It's reassuring to see how packed the Climate Change Dome is today. There was little complacency evident here as gardeners filed in to hear Met Office and RHS experts talk about this - quite literally - burning issue of our times.
Mind you, it's hard to have serious conversations about global warming when it's chilly and decidedly damp outside. If you're thinking Britain is more likely to be lagoon than Loire Valley in years to come, though, just take a look at the screens that greet you as you walk in. They project the path of temperatures and rainfall in the world over the next 100 years or so: red "extreme" areas spread like a virus over most of the world.

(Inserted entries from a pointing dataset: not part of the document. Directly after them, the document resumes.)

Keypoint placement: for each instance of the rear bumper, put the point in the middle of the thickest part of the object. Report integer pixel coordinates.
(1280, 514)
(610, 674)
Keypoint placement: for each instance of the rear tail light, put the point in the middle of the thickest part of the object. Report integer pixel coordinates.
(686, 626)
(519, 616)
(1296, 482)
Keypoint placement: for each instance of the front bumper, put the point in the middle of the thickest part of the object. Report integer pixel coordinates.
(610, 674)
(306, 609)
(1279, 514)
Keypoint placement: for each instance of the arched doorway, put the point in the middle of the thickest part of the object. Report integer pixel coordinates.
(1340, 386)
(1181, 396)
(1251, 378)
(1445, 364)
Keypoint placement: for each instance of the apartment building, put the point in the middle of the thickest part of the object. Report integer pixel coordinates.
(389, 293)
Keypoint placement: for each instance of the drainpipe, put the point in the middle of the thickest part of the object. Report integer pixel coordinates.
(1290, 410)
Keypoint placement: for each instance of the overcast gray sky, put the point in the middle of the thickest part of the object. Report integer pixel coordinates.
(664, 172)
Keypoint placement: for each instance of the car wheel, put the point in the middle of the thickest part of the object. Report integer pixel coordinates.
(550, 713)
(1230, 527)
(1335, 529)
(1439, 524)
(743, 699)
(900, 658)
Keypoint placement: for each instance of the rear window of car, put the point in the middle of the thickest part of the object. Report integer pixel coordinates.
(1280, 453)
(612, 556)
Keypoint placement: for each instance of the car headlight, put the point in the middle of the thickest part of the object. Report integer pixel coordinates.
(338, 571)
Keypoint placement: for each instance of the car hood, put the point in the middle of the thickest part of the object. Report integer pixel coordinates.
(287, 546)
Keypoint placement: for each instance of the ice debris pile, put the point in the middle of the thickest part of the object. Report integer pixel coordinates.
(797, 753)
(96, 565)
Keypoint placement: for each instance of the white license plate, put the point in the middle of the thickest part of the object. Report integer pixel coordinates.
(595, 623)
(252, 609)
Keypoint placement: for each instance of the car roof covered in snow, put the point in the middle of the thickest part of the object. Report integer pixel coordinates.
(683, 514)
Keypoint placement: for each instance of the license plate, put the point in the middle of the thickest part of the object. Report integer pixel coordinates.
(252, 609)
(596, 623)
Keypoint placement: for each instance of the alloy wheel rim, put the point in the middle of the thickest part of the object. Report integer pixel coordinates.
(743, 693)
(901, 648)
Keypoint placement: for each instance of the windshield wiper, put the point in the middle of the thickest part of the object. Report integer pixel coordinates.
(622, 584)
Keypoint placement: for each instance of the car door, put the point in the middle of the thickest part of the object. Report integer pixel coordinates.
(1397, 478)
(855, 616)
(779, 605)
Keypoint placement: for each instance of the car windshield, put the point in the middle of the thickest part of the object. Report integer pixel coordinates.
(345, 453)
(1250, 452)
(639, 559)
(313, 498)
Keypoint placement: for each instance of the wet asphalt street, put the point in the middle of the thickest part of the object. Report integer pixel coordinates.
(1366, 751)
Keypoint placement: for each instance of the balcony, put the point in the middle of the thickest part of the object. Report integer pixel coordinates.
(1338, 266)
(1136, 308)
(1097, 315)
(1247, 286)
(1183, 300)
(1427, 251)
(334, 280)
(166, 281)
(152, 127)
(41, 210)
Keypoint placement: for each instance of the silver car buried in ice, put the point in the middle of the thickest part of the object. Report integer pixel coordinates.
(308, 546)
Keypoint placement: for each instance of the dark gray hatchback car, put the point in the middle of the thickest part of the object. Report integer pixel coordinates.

And if that's not enough, the Met Office has set up another tent next door, where you can try your hand at being a weather forecaster (though all the "forecasters" on this telly station were dripping slightly and wore definitely un-glamorous macs - I wonder if it'll catch on?) Ominously, the projected weather forecast for 2080 puts summer temperatures at 40°C in the south of England.
"It's not that every summer will be hotter than the last one," Dr Chris Prior, former head of horticultural science at RHS Wisley, explained to me. "We can have one or two wet summers, and the trend is still there."
Dr Prior thinks that it won't be easy for gardeners, but with longer growing seasons in prospect it's not all bad news. "Generally as the climate gets warmer, the opportunities are there to grow a wider range of plants," he says.
Water saving, and on the other hand coping with wet winters by raising beds and improving drainage, are top of Dr Prior's tips for helping your garden to keep pace with the change. Another RHS guru on gardening through climate change, Matthew Wilson, agrees, and adds that the gardener's mantra, "right plant, right place" is never more crucial than when you're gardening with a changing climate. In fact, he says, if you get that right and look after your soil, the rest follows naturally.
"My own garden gets the bare minimum of care - it's the horticultural equivalent of the plumber's dripping tap," he says. "But visitors say it looks lovely because I've used the right plants. So don't despair, it's absolutely possible to have a lovely garden that's sustainable too."